Following the groundbreaking ceremony for Emily's Home, Jason is summoned to the law firm for one final meeting. He is presented with an additional gift of over $2,000,000,000, as a reward for utilizing the initial $100,000,000 to assist others. That evening, Jason is depicted sitting on a park bench, where Alexia joins him. He expresses his gratitude for the support she and her daughter provided. They then share a kiss, as a butterfly flutters around them, potentially Emily as she believed God turns people into butterflies.

== Cast ==

In addition, then Mayor of Charlotte, North Carolina, Pat McCrory has a cameo appearance as himself, while Jim Stovall, the author of the book the film is based on, has a cameo as the limo driver near the end of the film.

== Production ==
The film was financed with $14 million from the Stanford Financial Group, a Houston based firm the U.S. Securities and Exchange Commission shut down two years later for being a "massive Ponzi scheme".

== Reception ==

=== Critical response ===
On review aggregator Rotten Tomatoes, The Ultimate Gift holds an approval rating of 32% based on 59 reviews, with an average rating of 5.20/10. The website's critical consensus reads, "Though The Ultimate Gift avoids religious speechifying like other Fox Faith films, it's dramatically inert with flat direction." On Metacritic, the film has a weighted average score of 49 out of 100, based on 16 critics, indicating "mixed or average reviews".

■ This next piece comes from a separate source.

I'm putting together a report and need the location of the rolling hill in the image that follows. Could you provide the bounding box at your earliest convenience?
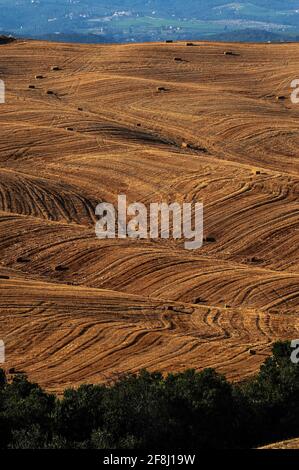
[0,40,299,393]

The New York Times reviewer said, "Reeking of self-righteousness and moral reprimand, [the movie] is a hairball of good-for-you filmmaking..... [T]he movie's messages are methodically hammered home." Christianity Today felt the film warranted 3.5 out of 4 stars and called it "lovingly crafted ... but never manages to build up much mystery, suspense, tension, or narrative steam." Joe Leydon of Variety magazine was favorably impressed and noted that "discussions of faith and God are fleeting, almost subliminal — without stinting on the celebration of wholesome family values." William Arnold of the Seattle Post-Intelligencer wrote: "Its sincerity, optimism and air of open-minded tolerance go down well, and it makes a nice change-of-pace." He lauded its "tight and often compelling" screenplay, sparkling dialogue and "first-rate" production values.

=== Box office and home media ===
The Ultimate Gift opened with receipts of $1.2 million on its first weekend, with final box office of $3.4 million.

DVD sales were $9.55 million in the first two months following its release.

== Soundtrack ==
Mark McKenzie wrote the film's incidental music. At the film's climax, "Something Changed" is highlighted, a song composed by Contemporary Christian Music-singer Sara Groves. Other songs include "Gotta Serve Somebody" by Bob Dylan, "The Thrill is Gone" by B.B. King, and "Crazy" by Patsy Cline.